Alright, I'm feeling kind of smug today, so at the risk of inviting a jinx, I'm going to talk about my latest small victory in the behavior management arena. I realize that whenever I talk like I know what I'm doing, my son immediately proves otherwise, but I'll take that chance.
I've written here before about my son's grotesque eating habits, which mostly involve grabbing great fistfuls of food and shoving them into his mouth, then doing his little tic-like hand-shake thing and strewing bits of rice and vegetable all over the kitchen and sometimes into Mama's hair. I've also written about the recent behavior management seminar I went to that advocated changing behavior by changing the antecedent or changing the consequence. Easier said than done, I concluded, and what a pain to have a constantly full bag of tricks.
My particular magic bag had run out on the eating issue. My husband thinks I'm too understanding, but I do know how hard it is for this boy to wield a fork. With his much-delayed fine-motor skills and low muscle tone, it must seem to him a ridiculous way to get at that food he wants so much. Part of his stuff-and-run strategy must be to get as much food in his belly as he can before someone gives him a time-out. I try to explain to my husband that he would probably do the same thing if he had to eat with chopsticks every day. But the fact is, the boy is almost 8, and really, he's got to start eating neat.
I tried changing the antecedent by ordering some "plate bumpers" that attach to a normal plate and give an insecure fork-user a place to push the food against. While waiting for them to arrive, I thought about consequences. What possible thing could this kid want that would override his deepseated antipathy to flatware?
Then it hit me: Capri Sun Coolers.
Those are three words I hear daily, hourly, constantly. My son wants them, bad. He wants them for the cool foil pouch. He wants them for the tasty juice inside. But mostly, he wants them because all the other kids in his self-contained class have them, and when snack time rolls around he's way jealous. Every time a Capri Sun Cooler commercial comes on, every time we go to the store, every time I make his snack, I hear it: "Mom, can we get Capri Sun Coolers?"
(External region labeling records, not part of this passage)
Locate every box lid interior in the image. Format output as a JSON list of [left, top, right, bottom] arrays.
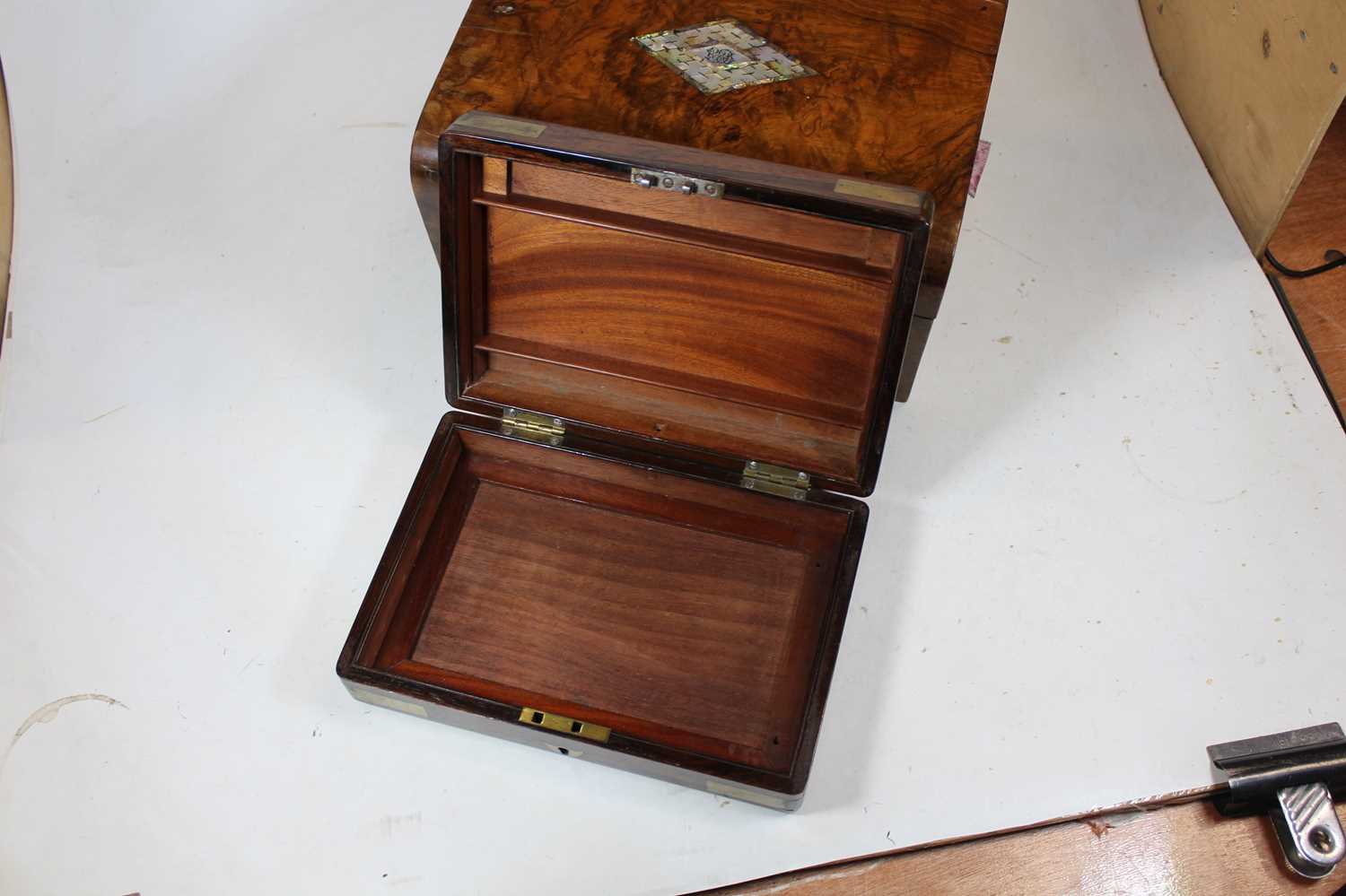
[[441, 113, 931, 494]]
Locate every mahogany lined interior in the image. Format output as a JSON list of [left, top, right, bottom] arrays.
[[371, 428, 850, 772], [452, 159, 904, 481]]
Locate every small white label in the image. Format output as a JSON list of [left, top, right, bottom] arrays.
[[355, 688, 430, 718], [705, 778, 786, 809]]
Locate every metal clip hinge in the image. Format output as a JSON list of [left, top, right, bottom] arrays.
[[739, 460, 809, 500], [632, 169, 724, 199], [1206, 723, 1346, 879], [501, 408, 565, 446]]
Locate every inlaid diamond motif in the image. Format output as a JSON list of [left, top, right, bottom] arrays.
[[632, 19, 818, 93]]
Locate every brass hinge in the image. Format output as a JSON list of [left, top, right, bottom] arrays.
[[632, 169, 724, 199], [501, 408, 565, 446], [739, 460, 809, 500], [519, 707, 613, 744]]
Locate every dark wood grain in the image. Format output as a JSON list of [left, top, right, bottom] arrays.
[[412, 0, 1006, 284], [703, 799, 1346, 896], [441, 124, 931, 494], [339, 419, 864, 794], [486, 209, 893, 425]]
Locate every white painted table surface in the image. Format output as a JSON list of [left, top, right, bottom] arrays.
[[0, 0, 1346, 896]]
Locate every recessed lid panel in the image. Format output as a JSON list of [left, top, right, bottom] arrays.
[[441, 113, 931, 494]]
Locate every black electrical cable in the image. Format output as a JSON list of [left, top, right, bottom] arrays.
[[1265, 247, 1346, 279]]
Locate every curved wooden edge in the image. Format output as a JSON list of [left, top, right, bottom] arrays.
[[705, 798, 1346, 896], [0, 53, 13, 354]]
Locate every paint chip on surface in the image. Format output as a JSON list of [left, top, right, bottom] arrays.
[[968, 140, 991, 199]]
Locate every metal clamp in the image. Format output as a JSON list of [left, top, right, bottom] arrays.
[[1206, 723, 1346, 879]]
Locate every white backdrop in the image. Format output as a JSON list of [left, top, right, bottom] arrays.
[[0, 0, 1346, 895]]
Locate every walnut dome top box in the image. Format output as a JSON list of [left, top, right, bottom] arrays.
[[338, 0, 1004, 809]]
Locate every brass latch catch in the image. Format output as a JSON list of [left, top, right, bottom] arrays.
[[501, 408, 565, 446], [632, 169, 724, 199], [519, 707, 613, 744], [739, 460, 809, 500]]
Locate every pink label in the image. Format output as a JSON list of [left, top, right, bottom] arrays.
[[968, 140, 991, 199]]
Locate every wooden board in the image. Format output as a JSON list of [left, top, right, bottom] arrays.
[[1141, 0, 1346, 255], [1267, 108, 1346, 408], [707, 801, 1346, 896], [339, 414, 866, 802], [412, 0, 1006, 284], [441, 122, 931, 495]]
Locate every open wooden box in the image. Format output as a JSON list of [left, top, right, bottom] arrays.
[[338, 112, 931, 809]]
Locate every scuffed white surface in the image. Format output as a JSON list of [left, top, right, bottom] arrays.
[[0, 0, 1346, 893]]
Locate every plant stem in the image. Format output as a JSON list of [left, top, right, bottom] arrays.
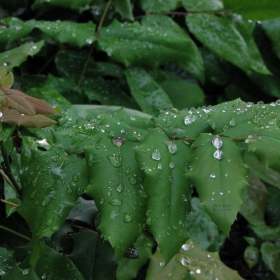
[[95, 0, 112, 37], [0, 226, 31, 241], [78, 45, 93, 88]]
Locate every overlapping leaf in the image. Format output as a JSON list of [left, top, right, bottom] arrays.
[[186, 14, 270, 74], [98, 15, 204, 81], [84, 137, 147, 259], [135, 128, 191, 262], [186, 133, 247, 235]]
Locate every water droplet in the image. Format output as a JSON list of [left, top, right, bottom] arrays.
[[212, 137, 223, 149], [137, 190, 147, 198], [184, 114, 197, 125], [210, 173, 216, 179], [123, 212, 132, 223], [107, 154, 121, 167], [167, 141, 177, 155], [72, 175, 80, 182], [213, 150, 224, 160], [152, 149, 161, 160], [112, 137, 125, 147], [109, 198, 122, 206], [116, 184, 123, 192]]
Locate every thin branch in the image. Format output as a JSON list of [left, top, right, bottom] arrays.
[[0, 225, 31, 241], [0, 199, 18, 207], [95, 0, 112, 37]]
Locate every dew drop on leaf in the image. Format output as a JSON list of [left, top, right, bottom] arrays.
[[152, 149, 161, 160], [212, 137, 223, 149], [210, 173, 216, 179], [123, 212, 132, 223], [109, 198, 122, 206], [213, 150, 224, 160], [184, 114, 197, 125], [167, 141, 177, 155], [107, 154, 121, 167]]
And my answer, consistently, has been no. No way. They're loaded with sugar, and frankly, giving an impulsive boy juice in a squeezable pouch sounds to me like a recipe for disaster. Plain old square 100-percent juice boxes for you, bucko.
But I've come to realize that this is the perfect positive consequence: Something the child wants badly and the mother would just as soon he not have. Too often, positive consequences are more important to parent than child, and negative ones more punitive to the parent. But this -- this is perfect. And so we made a deal. If he eats with his fork and not his fingers at dinnertime, he gets to put a Capri Sun Cooler in the fridge for his snack the next morning. If he earns one for his snack at dinnertime, he can earn one for his lunch by being quiet during prayers and helpful in the morning.
So far, it's working pretty well.
We started Sunday night, and he got his cooler on Monday, Wednesday and today. Monday dinner did not go so well, but better than in the past. He's definitely trying. And just the trying, even if it's not followed by succeeding, is a big step forward.
Well, maybe a small step. A small victory. Every little bit helps. We hope he'll learn that the fork is his friend, and in time he won't need bribes. More likely, he'll decide that he doesn't like Capri Sun Coolers all that well after all, and we'll be back to watching him strew food about. At any rate, I'm going to bask in progress while it lasts.